In September 2015, Chinese president Xi Jinping and US president Barack Obama signed an agreement to enact a nearly complete ban on the import and export of ivory. This agreement was hailed by the international community, as a significant step by China in its efforts to crack down on the bloody ivory market. It demonstrated the commitment of Chinese government to protect the well-being of animals, in order to sustain ecological development.

The decline of the consumption of shark fin soup in China is likewise credited to campaigns backed by celebrities, journalists and business leaders. The Christian Science Monitor, a national daily newspaper in the US, reported that Yao Ming's presence in the fight against eating shark fin soup, has aroused public sentiment against this ancient practice. More and more diners have stopped eating this kind of soup, and nationwide consumption has decreased by 50%-70% in the last two years.

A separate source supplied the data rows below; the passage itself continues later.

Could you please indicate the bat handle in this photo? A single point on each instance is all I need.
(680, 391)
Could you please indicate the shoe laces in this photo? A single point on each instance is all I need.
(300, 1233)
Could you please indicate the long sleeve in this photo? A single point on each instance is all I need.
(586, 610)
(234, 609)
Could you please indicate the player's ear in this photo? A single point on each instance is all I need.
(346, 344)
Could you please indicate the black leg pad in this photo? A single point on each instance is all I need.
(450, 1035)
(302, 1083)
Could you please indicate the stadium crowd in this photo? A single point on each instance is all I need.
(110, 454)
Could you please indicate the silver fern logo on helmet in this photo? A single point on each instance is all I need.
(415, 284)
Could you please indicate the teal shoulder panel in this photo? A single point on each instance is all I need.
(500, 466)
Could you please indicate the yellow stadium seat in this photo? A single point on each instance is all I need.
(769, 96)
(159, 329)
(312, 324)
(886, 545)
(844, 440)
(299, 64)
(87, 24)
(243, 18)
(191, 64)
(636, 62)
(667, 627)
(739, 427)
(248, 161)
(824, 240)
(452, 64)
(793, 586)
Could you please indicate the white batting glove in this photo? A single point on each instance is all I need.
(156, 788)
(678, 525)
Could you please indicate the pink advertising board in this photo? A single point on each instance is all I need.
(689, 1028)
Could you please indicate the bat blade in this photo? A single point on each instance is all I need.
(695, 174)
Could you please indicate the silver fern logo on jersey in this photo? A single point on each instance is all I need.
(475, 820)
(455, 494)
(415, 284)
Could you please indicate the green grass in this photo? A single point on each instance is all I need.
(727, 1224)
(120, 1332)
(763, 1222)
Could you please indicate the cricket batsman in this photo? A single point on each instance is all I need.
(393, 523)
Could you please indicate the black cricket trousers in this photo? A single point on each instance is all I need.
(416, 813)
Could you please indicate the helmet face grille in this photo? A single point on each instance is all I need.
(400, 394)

Another example is the boycott of Yulin Dog Meat Festival. During the annual summer festival over 10,000 dogs are killed and eaten by festival-goers. Bloody torture and the killing of dogs openly, have become an attraction of the city to boost tourism. A long list of celebrities including many Hollywood stars, have continued to condemn the festival and demand a total ban of eating dog meat in China. Many animal rights activists have launched various campaigns to boycott the festival. Amid public uproar, the local government of Yulin has compromised, by imposing a ban on the open killing of dogs and advertising dog meat consumption in a direct way; though the festival was not completely banned.

Both wildlife protection and animal welfare deserve public scrutiny. China's legislation on animal welfare is still far off compared with some western countries, and therefore it is quite common to read news that animals are mistreated, and forced to live in dismal conditions. Some cases such as caging black bears for bile production have ignited public sentiment. Some cases are not well known, and the fate of animals is doomed to continue unless a chorus of outcry accumulates.

Criticism is a force of social development. Criticism itself will bring transition to a nation. It is a promising phenomenon that there will be more and more criticism surrounding environmental conservation and animal welfare protection in China. The reason behind this is simple. Only when problems surface can change occur. Being open-minded to criticism is the right way, leading to a better future for animals as well as human beings.

The author Yang Huan is a senior editor of China Radio International. She now works as the chief editor for CRIOnline.